Nothing makes you appreciate the “good old days” of paying cash to park at Metro subway stations like the continuing fiasco with malfunctioning SmarTrip machines and assorted indignities commuters must now endure if they want to be able to take their cars home at night.
Readers may remember that in July (less than one month after Metro switched to the cashless system which forced customers to purchase the plastic cards in order to park at subway stations) Metrobosses realized they had failed to correctly estimate the demand for SmarTrip cards. So, the system gave riders a temporary reprieve and briefly switched back to cash. Unfortunately, however, the cards returned — bringing back all of the problems that typify the Brave New World of SmarTrip.
At the Shady Grove station in Maryland, for example, there are just two SmarTrip machines for the entire station. This means that, for any commuter who needs to purchase a card in the late afternoon, there will inevitably be lines — usually at least three or four customers deep. All of the customers invariably have SmarTrip machine-induced problems. They may, for example, only be carrying one-, ten- and twenty-dollar bills, and the machine may only accept five-dollar bills. But even if the machine is theoretically programmed to accept fives, it may not be programmed to accept any of the five-dollar bills you may have the misfortune to be carrying in your wallet that day.
Theoretically, you can get around this by using a credit card. But if you used that credit card earlier in the day, it may be impossible to use it to obtain a SmarTrip card utilizing these glorious machines. When machines take your money and fail to give you a SmarTrip card, you can get a receipt from telling you that the machine shorted you x-amount of dollars. Then it’s up to you to write, telephone or e-mail Metro to get back the $5.00 or so that you were ripped off.

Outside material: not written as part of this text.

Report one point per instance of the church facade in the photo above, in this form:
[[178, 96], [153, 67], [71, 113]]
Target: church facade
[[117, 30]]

Good luck.
Then, there are scams like the “Twinbrook Hustle.” When you exit the Twinbrook station, you pull up to the machine, expecting to be charged the standard $4.00 fare (up considerably from the $3.25 you were paying to park three months ago.) You’re in for a nasty surprise — the fare to exit that station cost us a whopping $7.75 Wednesday night. Of course, there was not a human being in sight to complain to — only a sign written in impenetrable bureaucratese stating that the price to park for a day is $7.75.
Now, admittedly, the amount of the ripoff may not seem that great — especially if you’re pulling down the kind of salary that Metro General Manager Richard White and other senior Metrocrats are. But to commuters in more modest economic circumstances (i.e., virtually everyone), the SmarTrip foulups operate as an oppressive de facto surtax on anyone who parks at Metro stations. Add it all up — the surly, belligerent Metro employees; the cattle-car trains; SmarTrip; and malfunctioning escalators — and you have a subway system that’s evolving into an embarrassment. Metro needs a serious housecleaning.